Case Study 2 — The Golden State Killer: What Real, Validated Forensic Science Can Do

The counterweight to Case Study 1. If Mayfield shows a "strong" discipline failing through overstated certainty, this case shows the field's most rigorous method, used carefully, doing something genuinely extraordinary. It anchors the book and returns in Chapters 7, 8, 29, and 39.

Background

Between 1974 and 1986, a single offender committed a long series of burglaries, rapes, and murders across California — crimes attributed at the time to what seemed like several different criminals ("the Visalia Ransacker," "the East Area Rapist," "the Original Night Stalker"). The cases went cold for decades. The offender was eventually understood to be one man, dubbed the Golden State Killer, responsible for at least 13 murders and dozens of rapes. For more than thirty years, investigators had crime-scene biological evidence but no name to attach to it.

The forensic evidence and the method

The break, in 2018, did not come from a faster fingerprint search or a sharper eyewitness. It came from a chain of validated science used with discipline:

  1. A preserved DNA profile. Crime-scene biological evidence had yielded a DNA profile years earlier. Conventional database searching (CODIS, Chapter 7) had never returned a match, because the offender's profile was not in the law-enforcement database.
  2. Investigative genetic genealogy (IGG). Investigators uploaded a profile to GEDmatch, a public genealogy database where people compare DNA to find relatives. The search returned not the offender but distant relatives — people who shared enough DNA to be third or fourth cousins.
  3. Family-tree reconstruction. Genealogists built family trees outward and inward from those distant matches, using public records — a painstaking, weeks-long process of triangulation — until the trees converged on one branch and, finally, one plausible individual: Joseph James DeAngelo, a former police officer.
  4. Confirmation by direct comparison. Crucially, the genealogy did not convict anyone. It produced a lead. Investigators then collected DeAngelo's discarded DNA (from items he threw away) and compared it directly to the crime-scene profile. That comparison — the rigorous, quantified one — is what tied him to the crimes. He was arrested in April 2018 and later pleaded guilty.
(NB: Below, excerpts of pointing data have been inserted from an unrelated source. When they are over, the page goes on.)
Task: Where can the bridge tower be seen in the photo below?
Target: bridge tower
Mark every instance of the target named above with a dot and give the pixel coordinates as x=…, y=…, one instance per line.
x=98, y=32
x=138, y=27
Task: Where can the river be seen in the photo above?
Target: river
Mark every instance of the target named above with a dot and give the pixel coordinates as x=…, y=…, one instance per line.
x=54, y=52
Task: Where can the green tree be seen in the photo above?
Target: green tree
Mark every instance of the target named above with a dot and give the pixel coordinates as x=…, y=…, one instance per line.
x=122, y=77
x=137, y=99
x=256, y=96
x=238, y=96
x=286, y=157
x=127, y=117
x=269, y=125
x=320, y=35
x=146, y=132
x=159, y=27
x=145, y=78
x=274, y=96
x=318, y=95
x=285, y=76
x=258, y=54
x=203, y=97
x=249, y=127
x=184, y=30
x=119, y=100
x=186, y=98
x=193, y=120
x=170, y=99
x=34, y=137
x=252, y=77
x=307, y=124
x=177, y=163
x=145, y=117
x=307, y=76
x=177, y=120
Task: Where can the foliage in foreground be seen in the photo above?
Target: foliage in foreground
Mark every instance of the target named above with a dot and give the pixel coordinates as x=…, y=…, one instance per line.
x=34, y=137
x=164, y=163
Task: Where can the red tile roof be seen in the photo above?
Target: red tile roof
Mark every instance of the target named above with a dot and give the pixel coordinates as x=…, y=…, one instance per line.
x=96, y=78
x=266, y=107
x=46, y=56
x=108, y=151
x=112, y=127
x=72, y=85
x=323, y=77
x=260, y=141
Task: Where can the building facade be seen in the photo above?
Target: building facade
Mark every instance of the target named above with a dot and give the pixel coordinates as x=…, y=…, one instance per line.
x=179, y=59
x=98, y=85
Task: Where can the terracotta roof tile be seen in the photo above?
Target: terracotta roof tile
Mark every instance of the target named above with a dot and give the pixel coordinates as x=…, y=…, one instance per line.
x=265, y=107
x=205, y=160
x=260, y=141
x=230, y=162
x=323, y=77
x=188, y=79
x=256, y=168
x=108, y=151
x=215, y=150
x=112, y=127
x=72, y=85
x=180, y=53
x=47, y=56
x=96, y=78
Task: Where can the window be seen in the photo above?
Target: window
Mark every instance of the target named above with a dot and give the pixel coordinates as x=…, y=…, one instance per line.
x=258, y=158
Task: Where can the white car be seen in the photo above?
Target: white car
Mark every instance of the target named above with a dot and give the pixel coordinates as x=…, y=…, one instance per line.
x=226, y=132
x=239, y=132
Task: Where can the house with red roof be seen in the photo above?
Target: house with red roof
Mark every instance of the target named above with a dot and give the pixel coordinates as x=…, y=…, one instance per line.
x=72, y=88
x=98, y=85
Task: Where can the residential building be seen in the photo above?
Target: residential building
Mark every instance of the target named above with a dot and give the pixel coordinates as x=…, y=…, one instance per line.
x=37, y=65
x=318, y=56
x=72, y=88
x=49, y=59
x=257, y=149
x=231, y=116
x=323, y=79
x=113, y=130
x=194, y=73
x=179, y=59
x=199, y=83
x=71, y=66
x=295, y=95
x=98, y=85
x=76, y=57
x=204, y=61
What it did, and didn't, establish

This case is the book's emblem of validated forensic science, and it earns the title precisely because of how carefully the strong method was used:

  • The validity spectrum, top end (§1.5). DNA comparison sits at the rigorous end of the spectrum because it rests on population genetics and yields a quantified random match probability. That is what made the final confirmation trustworthy in a way a visual "match" never could be.
  • Genealogy as lead, not proof (§1.6). The genealogical work was investigative — it told police where to look. It did not, and could not, establish guilt by itself. The honest structure was: genealogy narrows the world to a name; direct DNA comparison then tests that name. Lead, then confirmation. Mixing the two up — treating the genealogical inference as the proof — would have been the Mayfield error in a new costume.
  • Exclusion at scale (§1.6). Along the way, the same techniques excluded other relatives and candidates. The method's power to rule people out is inseparable from its power to point.

A caution the book will develop (Chapters 8, 29, 38): the very power of IGG raises real privacy and consent questions — your DNA in a database can expose a relative who never consented. That validated science works does not settle whether, or how, it should be used. Power and ethics are different questions, and this book insists on asking both.

Discussion questions

  1. Genetic genealogy produced a lead; direct DNA comparison produced the evidence. Why is keeping those two steps distinct an example of this chapter's core discipline?
  2. Conventional database searching failed for decades, then genealogy succeeded. What does this say about the difference between a method's power and its availability?
  3. Contrast the certainty language appropriate to the final DNA comparison here with the certainty language that failed in the Mayfield case. Why is one defensible and the other not?
  4. The method that solved this case also creates privacy concerns. Is "it works" a sufficient argument for using a forensic technique? Why might the book insist otherwise?
  5. Place this case and the Mayfield case at their respective ends of the validity spectrum, and write one sentence explaining what separates them.